Niemand weiß, wann genau dieses Video in Schanghai aufgenommen wurde noch von wem. Doch das ist gar nicht wichtig. Was zählt, ist der Tag, an dem es in den sozialen Medien rasend schnell verbreitet wurde, und das war der 11. Mai 2022. Es ist nur eineinhalb Minuten lang. Ein Polizist im weißen Schutzanzug ist dabei, ein junges Paar in ein Quarantänelager zu sperren. Der junge Mann wehrt sich. Seine Corona-Testergebnisse seien doch alle negativ gewesen. „Wenn Sie die Anweisungen nicht befolgen, werden Sie bestraft. Sie, Ihre Kinder und Ihre Enkel werden bestraft!“, droht der Polizist. Bevor sich die Tür hinter dem jungen Mann schließt, hört man ihn noch sagen: „Danke, aber ich bin schon die letzte Generation.“

Diese Antwort war schockierend, denn Kinderlosigkeit gilt in China als schlimmster Fluch. „Aus diesen Worten spricht tiefste Verzweiflung“, twitterte der bekannte Menschenrechtsanwalt Zhang Xuezhong.
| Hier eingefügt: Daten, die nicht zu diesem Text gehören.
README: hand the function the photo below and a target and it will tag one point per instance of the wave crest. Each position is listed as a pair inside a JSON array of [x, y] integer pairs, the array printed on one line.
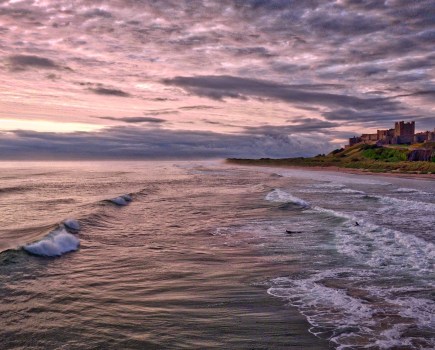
[[54, 244], [281, 196]]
Wer freiwillig auf Kinder verzichte, habe keine Hoffnung mehr: „Das ist die schärfste Anklage, die ein junger Mensch seiner Zeit machen kann.“

In China ist seit Langem gesellschaftlicher Konsens, dass politisches Interesse nur Ärger bringt. Doch nun zitieren junge Chines:innen in politischer Absicht einen bekannten Satz aus einem Biopic von 1984 über den Reformpolitiker Tan Sitong (1865–1898). Tan wurde mit nur 33 Jahren auf Befehl der Kaiserinwitwe Cixi hingerichtet, die gegen eine Modernisierung der Qing-Dynastie war. Sie entmachtete ihren Neffen, Kaiser Guangxu, der die Reform angeschoben hatte. In dem Film sagt Tans Frau, mit der er schon einen Sohn hat: „Ich möchte noch ein Kind von dir.“ Darauf entgegnet er, und das ist der berühmte Satz: „In diesem China noch ein Kind, das nur ein weiterer Sklave wär?“

Der Aufschrei eines Unbekannten hat ganz normale junge Leute in China ermutigt, ihren Frust herauszulassen. Und ihr Stichwortgeber ist ein Reformpolitiker, der vor 124 Jahren hingerichtet wurde: „Eure Herrschaft endet mit mir“, schreiben die Jungen im Netz, ohne ihren Adressaten beim Namen zu nennen. „Das Leid, das Ihr uns zufügt, hört mit mir auf.“

Chinas sehr effizientes Zensursystem hat zwar wie üblich schnell dafür gesorgt, dass das Schlüsselwort „letzte Generation“ im Internet geblockt wurde; doch da war der Gedanke längst in der Welt. Am 12. Mai 2022 zitierte der in die USA emigrierte Schriftsteller Murong Xuecun den Tweet: „Wenn Kinder nur zur Unterwerfung geboren werden, wenn unsere Kinder dasselbe erleiden müssen wie wir, sollten wir uns alle sterilisieren lassen.“

Die Geburtenrate in China sinkt – obwohl die Ein-Kind-Politik 2016 nach 30 Jahren abgeschafft wurde. 2021 kamen auf 1000 Einwohner 7,5 Geburten – das ist die niedrigste Ziffer seit 1978. Laut Zhang Zhiwei, Chefökonom beim Schanghaier Anlageberater PinPoint Capital, „altert die chinesische Gesellschaft schneller als vorausgesehen“. Die oft zitierte Formel „China wird alt, bevor es reich wird“ könnte sich bewahrheiten – und auf absehbare Zeit das Ziel vereiteln, die USA als führende Wirtschaftsmacht abzulösen.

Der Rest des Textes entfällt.